During CAP's second term as president from 1989 to 1993, a young army officer named Hugo Chavez attempted to overthrow the corrupt CAP in a coup. Many of Venezuela's elite who Jeb befriended during his days as Langley's main NOC in Caracas later became involved with repeated CIA attempts to overthrow Chavez and his successor, Nicolas Maduro. Today, they and their progeny live in the Miami-Dade area, particularly in Doral, nicknamed 'Doralzuela,' and are among Jeb's strongest and most deep-pocketed political supporters.

In 1989, CAP crushed popular protests against his government by killing as many as 3000 protesters. The massacre is known as the 'Caracazo' massacre. After leaving office the second time, Andres Perez was convicted of corruption and sentenced to 28 months in prison.

After leaving Venezuela in 1980 to help with his father's presidential and vice presidential campaigns, Jeb hooked up with Cuban-American Miami businessman Armando Codina, who had his own connections with CIA-supported anti-Castro Cuban exiles in south Florida. It was Codina who helped Jeb make millions of dollars in the real estate business and eventually help launch him on his political career that took him to the Governor's Mansion in Tallahassee. Jeb, as a principal of the Codina Group, was able to arrange the sale of high-priced condos and mansions in the Miami area to his elite friends in Venezuela, with Jeb receiving handsome sales commissions.

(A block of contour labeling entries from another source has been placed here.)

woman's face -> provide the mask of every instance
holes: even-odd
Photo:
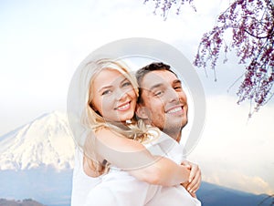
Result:
[[[125,121],[135,111],[137,96],[129,79],[119,71],[105,68],[91,85],[92,108],[106,120]]]

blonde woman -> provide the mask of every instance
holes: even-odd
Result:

One of Jeb's close Miami associates was Cuban terrorist Orlando Bosch. Bosch was a key figure in the CIA's Operation Condor, which was an alliance of Latin American military dictatorships that targeted leftist leaders for assassination across international borders. From his base in Caracas, Bosch helped carry out the October 1976 bombing of Cubana Airlines flight 455, which was en route from Barbados to Jamaica. All 73 passengers and crew were killed in the attack, including children and the Cuban fencing team.

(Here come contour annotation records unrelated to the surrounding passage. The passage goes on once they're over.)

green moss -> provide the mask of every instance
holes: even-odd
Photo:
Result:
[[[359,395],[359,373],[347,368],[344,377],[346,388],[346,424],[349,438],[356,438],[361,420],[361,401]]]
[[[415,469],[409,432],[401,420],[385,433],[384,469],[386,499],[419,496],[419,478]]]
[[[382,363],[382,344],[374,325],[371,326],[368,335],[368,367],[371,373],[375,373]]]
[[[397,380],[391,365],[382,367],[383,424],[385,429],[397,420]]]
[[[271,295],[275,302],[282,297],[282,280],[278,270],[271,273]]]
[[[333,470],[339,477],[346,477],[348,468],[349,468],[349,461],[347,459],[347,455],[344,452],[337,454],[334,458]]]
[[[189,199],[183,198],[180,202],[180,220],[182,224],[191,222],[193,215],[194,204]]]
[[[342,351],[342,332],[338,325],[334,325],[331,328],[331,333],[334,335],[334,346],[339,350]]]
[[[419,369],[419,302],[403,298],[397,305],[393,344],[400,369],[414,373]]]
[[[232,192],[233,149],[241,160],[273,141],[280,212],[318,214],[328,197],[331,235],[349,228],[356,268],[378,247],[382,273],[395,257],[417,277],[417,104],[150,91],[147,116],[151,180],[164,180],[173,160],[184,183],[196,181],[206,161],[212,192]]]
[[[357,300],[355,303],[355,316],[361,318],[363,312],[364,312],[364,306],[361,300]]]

The Cubana bombing plot was discussed at a 1976 meeting in Washington between Bosch; another Cuban terrorist, Luis Posada Carriles; and Michael Townley of the CIA. Jeb's father, the CIA director, was fully aware of the plot, as well as another plot to kill former Chilean Foreign Minister Orlando Letelier. Letelier and Roni Moffitt, his American associate, were killed when their car exploded on Sheridan Circle in front of the Irish embassy in Washington on September 21, 1976, a few weeks before the Cubana airliner was blown out of the sky off Barbados.

Codina, Bosch, and Posada Carriles were all part of Jeb's inner circle of friends, which also included Cuban businessman Camilo Padreda, a former spy for Cuban dictator Fulgencio Batista, and Hernandez Cartaya, both later indicted for systematically embezzling funds from the Jefferson Savings and Loan of McAllen, Texas. Padreda and Cartaya were also identified as CIA agents who helped skim funds from Jefferson and other S&Ls to fund the Nicaraguan contras. Jeb's work for the CIA in Caracas in 1977 came a few months after the CIA's worst terrorism spree in history, which also happened to coincide with George H. W. Bush's single year of 1976 as CIA director.

After his father became Vice President, Jeb served as the liaison for the Nicaraguan contras and he arranged meetings between them and their supporters, as well as to the White House point man for covert assistance to the Nicaraguan rebels, one Marine Corps Lieutenant Colonel by the name of Oliver North. Another one of Jeb's Cuban cronies, Miguel Recarey, owner of Miami-based International Medical Center, an HMO, was awash in ill-gotten Medicare funds. Recarey and his brother, who had close ties to the CIA, were also funded by Florida Mafia boss Santo Trafficante, Jr., a co-conspirator in several CIA plots to assassinate Fidel Castro and a suspected co-plotter in the assassination of President John F. Kennedy.